Repair, Repurpose, Recycle your clothes

We all know (tell me we all know!) that we can donate our unwanted clothes to thrift stores and charities. We also realize (don't we?) that those stores can only resell our donated clothing if it's in decent condition. The clothes that don't fit us anymore, that aren't really our style anymore, that we never actually liked and never wore that much.

So, what do we do with the clothes that we've worn out beyond repair?

Why waste an entire knee sock when the
only part that's worn out is the heel?
It seems sacrilege to put a wad of textiles into the trash. Especially when many items, while no longer functional as a proper article of clothing, still have large swaths of usable fabric to spare.

Ever bent over and ripped your pants from butt seam to inner thigh? Yeah. That won't be a pretty mending job. No one is going to wear those pants again. But, despite that one nasty tear, I'll bet you the threads are in pristine condition elsewhere, like from the knee down to the hem.

I've often cut out and saved such remnants to use in craft projects, like turning old knee socks into awesome argyle arm warmers. For my first nephew's first Christmas, I made him a dog puppet out of sweat-pants scraps. He was named Scrappy, of course. The puppet, not the nephew. And, I made a fabric "busy book" for both sets of niblings entirely out of scrap material. (I need to post that.)

But there are only so many crafts to be made (and only so many crafty gifts you can give). No matter how many crafty people are out there, Americans are still adding more than 11 million tons of textiles to landfills each year. Another 2.5 million tons gets recycled.

Many of us are lucky enough to have a garbage pickup service that includes single-stream recycling, and we can throw all of our recyclables into one bin that gets picked up at our curb. But it's not really all the recyclables, is it? Paper, plastic, metal, and glass, yes. But what about cloth?

Notable local the late Greg Zanis knew what to do about cloth. Here he is saving cotton from the landfill -- and making money on it. 

When I was kid, my family saved aluminum cans for recycling. There was always a garbage bag next to the garage door, slowly, slowly collecting our crushed soda cans. When we finally had a couple of bags full, we took it to the local metal recycling center, where they would weigh it and pay us a few bucks. And then we'd go buy ice cream.

These days, I'm not that interested in letting recyclables accumulate in my garage until they reach a profitable volume. I just want to be rid of the stuff -- responsibly.

So, we're back to the question. What do we do with the clothes we can't donate?

I have not had an easy time navigating recycling search tools like those available from Earth911 or the Illinois EPA. The results come back with Goodwill stores that will take wearable clothing, not scrap fabric.

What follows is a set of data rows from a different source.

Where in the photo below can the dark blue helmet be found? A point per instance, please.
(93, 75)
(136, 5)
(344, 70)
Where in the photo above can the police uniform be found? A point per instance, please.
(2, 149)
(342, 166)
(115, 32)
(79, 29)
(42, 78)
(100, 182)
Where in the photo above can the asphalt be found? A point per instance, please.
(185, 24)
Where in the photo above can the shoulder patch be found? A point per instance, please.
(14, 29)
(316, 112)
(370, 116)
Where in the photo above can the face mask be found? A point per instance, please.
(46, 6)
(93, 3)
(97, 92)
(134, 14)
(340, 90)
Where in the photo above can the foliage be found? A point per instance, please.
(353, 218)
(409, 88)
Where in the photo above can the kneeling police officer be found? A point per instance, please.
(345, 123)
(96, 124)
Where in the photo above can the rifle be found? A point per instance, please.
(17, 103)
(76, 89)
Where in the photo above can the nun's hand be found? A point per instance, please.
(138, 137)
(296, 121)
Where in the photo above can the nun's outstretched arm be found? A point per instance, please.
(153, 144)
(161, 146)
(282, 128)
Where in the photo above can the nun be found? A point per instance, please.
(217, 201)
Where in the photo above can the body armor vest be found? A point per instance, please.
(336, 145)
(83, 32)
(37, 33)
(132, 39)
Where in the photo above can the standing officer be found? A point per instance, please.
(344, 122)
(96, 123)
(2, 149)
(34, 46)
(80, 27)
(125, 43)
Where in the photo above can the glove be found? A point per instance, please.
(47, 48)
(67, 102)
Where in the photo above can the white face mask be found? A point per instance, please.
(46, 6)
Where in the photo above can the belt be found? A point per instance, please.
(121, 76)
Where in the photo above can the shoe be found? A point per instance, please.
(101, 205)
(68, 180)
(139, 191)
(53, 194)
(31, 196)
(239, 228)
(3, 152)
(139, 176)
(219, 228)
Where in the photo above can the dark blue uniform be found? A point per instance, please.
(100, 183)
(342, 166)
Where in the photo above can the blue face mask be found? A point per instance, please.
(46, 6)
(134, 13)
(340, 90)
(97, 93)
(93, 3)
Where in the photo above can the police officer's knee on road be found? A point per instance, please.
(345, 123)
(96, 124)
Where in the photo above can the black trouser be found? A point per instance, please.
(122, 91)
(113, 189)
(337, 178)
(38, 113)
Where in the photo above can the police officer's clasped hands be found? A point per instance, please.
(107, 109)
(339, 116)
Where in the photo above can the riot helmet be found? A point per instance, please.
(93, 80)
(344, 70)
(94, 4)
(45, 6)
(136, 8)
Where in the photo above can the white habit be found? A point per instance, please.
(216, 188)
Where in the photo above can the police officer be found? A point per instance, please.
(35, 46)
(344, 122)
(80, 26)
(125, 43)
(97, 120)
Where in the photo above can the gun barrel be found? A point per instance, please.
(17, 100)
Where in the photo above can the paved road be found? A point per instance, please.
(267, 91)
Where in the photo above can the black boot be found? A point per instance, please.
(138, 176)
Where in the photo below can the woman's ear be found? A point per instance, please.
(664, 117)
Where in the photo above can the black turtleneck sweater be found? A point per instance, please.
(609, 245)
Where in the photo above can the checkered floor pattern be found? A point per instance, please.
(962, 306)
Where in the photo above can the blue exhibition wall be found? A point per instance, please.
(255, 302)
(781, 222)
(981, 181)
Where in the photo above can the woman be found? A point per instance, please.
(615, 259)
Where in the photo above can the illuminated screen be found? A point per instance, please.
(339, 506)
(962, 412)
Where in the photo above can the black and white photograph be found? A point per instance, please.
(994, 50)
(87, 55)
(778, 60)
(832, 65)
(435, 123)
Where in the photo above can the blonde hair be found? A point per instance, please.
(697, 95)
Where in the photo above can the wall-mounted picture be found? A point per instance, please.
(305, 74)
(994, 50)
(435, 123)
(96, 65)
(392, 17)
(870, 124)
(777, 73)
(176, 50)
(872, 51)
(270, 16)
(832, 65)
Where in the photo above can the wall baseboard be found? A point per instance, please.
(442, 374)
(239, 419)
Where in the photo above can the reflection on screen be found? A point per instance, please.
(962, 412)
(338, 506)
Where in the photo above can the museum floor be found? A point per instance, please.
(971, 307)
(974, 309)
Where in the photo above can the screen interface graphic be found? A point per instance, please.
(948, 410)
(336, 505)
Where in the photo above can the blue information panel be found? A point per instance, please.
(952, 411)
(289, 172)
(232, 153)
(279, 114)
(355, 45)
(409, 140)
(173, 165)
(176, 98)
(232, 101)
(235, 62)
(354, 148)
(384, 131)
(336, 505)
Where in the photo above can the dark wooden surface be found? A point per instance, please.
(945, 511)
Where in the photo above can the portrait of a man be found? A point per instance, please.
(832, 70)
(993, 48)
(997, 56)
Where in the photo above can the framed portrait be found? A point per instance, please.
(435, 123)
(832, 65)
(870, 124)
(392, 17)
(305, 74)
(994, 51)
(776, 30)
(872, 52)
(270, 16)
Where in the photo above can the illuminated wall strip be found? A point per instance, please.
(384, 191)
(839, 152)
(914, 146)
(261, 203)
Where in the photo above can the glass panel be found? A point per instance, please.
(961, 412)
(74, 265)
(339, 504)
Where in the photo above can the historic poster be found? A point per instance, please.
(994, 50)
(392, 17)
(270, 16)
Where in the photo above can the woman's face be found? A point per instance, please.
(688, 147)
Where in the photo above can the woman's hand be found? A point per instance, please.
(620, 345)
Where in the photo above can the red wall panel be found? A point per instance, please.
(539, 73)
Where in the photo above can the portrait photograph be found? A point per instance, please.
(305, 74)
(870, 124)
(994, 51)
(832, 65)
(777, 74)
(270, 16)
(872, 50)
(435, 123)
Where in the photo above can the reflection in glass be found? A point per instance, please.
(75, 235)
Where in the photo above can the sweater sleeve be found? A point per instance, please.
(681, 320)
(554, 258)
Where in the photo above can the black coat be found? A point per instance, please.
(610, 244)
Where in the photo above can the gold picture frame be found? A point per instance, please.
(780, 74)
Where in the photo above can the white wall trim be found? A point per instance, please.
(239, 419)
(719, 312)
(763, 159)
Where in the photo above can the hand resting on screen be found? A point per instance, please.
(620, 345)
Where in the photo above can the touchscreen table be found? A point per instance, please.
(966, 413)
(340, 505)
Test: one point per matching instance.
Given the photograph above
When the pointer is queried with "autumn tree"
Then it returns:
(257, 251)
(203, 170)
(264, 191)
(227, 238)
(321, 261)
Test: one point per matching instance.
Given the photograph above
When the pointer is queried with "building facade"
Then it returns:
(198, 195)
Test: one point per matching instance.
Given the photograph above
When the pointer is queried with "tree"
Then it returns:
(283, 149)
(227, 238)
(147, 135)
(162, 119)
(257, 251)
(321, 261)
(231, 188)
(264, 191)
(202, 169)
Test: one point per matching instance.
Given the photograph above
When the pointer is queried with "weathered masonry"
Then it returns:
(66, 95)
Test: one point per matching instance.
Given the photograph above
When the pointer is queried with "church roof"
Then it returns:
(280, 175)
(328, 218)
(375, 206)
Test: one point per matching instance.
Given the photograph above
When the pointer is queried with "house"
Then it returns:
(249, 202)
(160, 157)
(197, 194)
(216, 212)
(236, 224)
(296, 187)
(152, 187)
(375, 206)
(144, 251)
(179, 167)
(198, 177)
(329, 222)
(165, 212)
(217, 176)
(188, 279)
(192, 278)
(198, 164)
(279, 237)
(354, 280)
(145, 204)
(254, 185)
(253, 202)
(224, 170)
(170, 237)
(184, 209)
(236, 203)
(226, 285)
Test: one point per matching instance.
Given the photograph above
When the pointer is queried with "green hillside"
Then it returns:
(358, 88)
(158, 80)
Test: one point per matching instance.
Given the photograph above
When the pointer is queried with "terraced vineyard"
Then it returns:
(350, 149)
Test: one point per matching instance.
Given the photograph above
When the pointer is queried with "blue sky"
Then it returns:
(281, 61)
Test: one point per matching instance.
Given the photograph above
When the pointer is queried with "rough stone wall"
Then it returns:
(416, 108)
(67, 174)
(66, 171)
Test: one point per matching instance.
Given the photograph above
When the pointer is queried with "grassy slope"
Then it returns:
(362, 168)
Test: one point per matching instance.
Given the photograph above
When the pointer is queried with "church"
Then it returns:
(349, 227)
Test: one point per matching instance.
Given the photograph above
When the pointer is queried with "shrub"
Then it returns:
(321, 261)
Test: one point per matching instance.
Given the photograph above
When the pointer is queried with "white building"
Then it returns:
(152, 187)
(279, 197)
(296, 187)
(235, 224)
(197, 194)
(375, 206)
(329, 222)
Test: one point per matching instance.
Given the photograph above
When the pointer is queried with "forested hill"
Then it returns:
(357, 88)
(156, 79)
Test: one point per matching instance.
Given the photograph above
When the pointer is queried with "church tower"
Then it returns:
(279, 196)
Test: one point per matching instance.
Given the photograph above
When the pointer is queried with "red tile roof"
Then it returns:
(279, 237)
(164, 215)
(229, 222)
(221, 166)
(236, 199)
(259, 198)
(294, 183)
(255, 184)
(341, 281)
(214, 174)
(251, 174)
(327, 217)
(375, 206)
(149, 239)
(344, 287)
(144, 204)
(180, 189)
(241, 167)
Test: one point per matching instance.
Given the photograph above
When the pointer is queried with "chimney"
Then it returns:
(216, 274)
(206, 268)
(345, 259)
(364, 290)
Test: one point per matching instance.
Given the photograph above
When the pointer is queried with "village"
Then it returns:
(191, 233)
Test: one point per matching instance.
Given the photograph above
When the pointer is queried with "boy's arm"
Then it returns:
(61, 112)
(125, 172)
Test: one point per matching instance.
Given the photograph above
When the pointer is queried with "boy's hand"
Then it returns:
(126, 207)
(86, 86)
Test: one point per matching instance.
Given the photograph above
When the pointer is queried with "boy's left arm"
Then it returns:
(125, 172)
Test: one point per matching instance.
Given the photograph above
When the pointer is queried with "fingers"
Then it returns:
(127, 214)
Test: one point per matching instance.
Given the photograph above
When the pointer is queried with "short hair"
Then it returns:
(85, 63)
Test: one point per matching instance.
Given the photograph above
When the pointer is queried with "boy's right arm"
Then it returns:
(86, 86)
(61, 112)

I think you'll have better luck Googling things like "textile recycling in [state]" to find options in your area. That's how I found these:

Let's not forget the preferable order of waste management: 1. Reduce, 2. Reuse, 3. Recycle

Number 1 is just buying less. You can do it! I believe in you.

Number 2 is making what you have last longer, in its original form or otherwise. (Spending 200 years not really decomposing in a landfill is not the kind of lasting we're after.) For clothing, "reuse" covers donating your gently used duds so someone else can use them. It can also be interpreted a couple of other ways... also starting with R! 

Repair. Small rip? Popped button? Learn how to mend your own clothes, or just pay the few bucks most dry cleaners charge to do it for you.

Repurpose. Get your craft on! Or use old t-shirts as cleaning rags. Or braid strips of old jeans into a tug rope for your dog. Save for next Halloween's zombie costume.

Only after exhausting options 1 and 2 do we fall back on number 3. Recycling; i.e., processing the clothes into textile fibers to be made into something new.